Under the GDPR, the revFADP and other applicable laws you have the following rights. We honour them free of charge unless your request is manifestly unfounded or excessive.

• Right of access: obtain confirmation that we process your data and a copy of it (Art. 15 GDPR / Art. 25 revFADP).
• Right to rectification: correct inaccurate data (Art. 16 GDPR).
• Right to erasure: "right to be forgotten" subject to overriding legal duties (Art. 17 GDPR).
• Right to restriction of processing (Art. 18 GDPR).
• Right to data portability: receive your data in a structured, machine-readable format (Art. 20 GDPR). This is core to our self-sovereign-identity philosophy.
• Right to object to processing based on legitimate interests, including direct marketing (Art. 21 GDPR).
• Right not to be subject to automated decision-making with legal or similarly significant effect (Art. 22 GDPR).
• Right to withdraw consent at any time, without affecting the lawfulness of processing before withdrawal (Art. 7(3) GDPR).
• Right to lodge a complaint with a supervisory authority. In Switzerland: the Federal Data Protection and Information Commissioner (edoeb.admin.ch). In the EU: your local supervisory authority.

To exercise any right, write to privacy [at] validant [dot] ai. We will identify you in a proportionate way, respond within 30 days, and document the action taken.

Privacy and security are co-designed at validant.ai. We aim to apply technical and organisational measures appropriate to the risk (GDPR Art. 32 / revFADP Art. 8).
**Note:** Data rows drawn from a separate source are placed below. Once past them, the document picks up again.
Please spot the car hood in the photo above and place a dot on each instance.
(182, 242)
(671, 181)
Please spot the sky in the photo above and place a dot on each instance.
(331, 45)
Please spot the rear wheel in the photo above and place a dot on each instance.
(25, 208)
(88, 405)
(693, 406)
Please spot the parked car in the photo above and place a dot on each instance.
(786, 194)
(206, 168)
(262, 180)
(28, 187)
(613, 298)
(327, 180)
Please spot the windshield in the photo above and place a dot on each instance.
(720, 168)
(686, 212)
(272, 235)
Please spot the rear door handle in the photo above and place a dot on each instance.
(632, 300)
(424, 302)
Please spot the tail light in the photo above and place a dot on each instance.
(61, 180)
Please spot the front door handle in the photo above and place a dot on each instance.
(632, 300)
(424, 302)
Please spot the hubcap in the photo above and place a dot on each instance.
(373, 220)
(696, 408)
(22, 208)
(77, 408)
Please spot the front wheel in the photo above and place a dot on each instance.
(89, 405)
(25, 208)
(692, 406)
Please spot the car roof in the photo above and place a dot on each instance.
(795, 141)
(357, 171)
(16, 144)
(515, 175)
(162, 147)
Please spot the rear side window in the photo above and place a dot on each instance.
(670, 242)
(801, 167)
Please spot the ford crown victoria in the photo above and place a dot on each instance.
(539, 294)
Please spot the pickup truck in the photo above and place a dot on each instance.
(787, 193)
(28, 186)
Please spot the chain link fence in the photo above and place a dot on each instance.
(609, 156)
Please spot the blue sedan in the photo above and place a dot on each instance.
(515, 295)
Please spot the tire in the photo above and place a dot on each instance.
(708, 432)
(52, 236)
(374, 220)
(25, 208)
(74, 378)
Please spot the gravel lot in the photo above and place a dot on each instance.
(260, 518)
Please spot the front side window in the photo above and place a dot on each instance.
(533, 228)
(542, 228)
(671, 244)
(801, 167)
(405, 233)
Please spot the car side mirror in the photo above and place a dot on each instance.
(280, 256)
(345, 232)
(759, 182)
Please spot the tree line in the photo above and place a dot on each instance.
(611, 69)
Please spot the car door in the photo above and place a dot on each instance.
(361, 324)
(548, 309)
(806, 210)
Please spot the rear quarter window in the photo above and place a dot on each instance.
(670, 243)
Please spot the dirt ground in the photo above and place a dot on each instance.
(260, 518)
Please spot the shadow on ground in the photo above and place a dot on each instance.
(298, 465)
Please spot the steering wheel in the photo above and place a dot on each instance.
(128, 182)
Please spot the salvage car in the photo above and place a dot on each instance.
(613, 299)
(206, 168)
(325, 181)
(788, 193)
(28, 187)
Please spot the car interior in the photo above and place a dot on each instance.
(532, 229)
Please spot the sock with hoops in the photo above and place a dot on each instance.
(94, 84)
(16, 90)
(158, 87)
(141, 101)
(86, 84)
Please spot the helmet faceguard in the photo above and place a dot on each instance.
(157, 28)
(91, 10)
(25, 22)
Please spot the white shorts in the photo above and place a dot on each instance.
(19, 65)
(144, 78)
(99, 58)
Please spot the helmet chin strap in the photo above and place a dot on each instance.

As our platform is built out, we are implementing the following controls and will publish updated security documentation as each is in production:

• Encryption in transit (modern TLS) and at rest for stored data
• Least-privilege, role-based access for staff, with multi-factor authentication on administrative accounts
• Logical separation between customer tenants on the platform
• Logging and monitoring of access to personal data, and a breach-response process aligned to the 72-hour notification timeline under GDPR Art. 33 and revFADP Art. 24
• Dependency review and vulnerability scanning as part of our development workflow
• Data Protection Impact Assessments before launching processing activities likely to result in a high risk to data subjects (Art. 35 GDPR)
• Written agreements with subprocessors that include the protections required by GDPR Art. 28

If you need our current security documentation for a procurement or audit review, write to privacy [at] validant [dot] ai and we will share the version that reflects our state today.

Our services are designed for organisations and professional users. We do not knowingly collect personal data from anyone under the age of 16. If you believe a minor has provided personal data to us, write to privacy [at] validant [dot] ai and we will delete it promptly.

We update this notice when our processing changes or when the law moves underneath us. The "Last updated" date at the top reflects the most recent revision. For material changes we notify active customers by email and post a banner on the site at least 30 days before the change takes effect.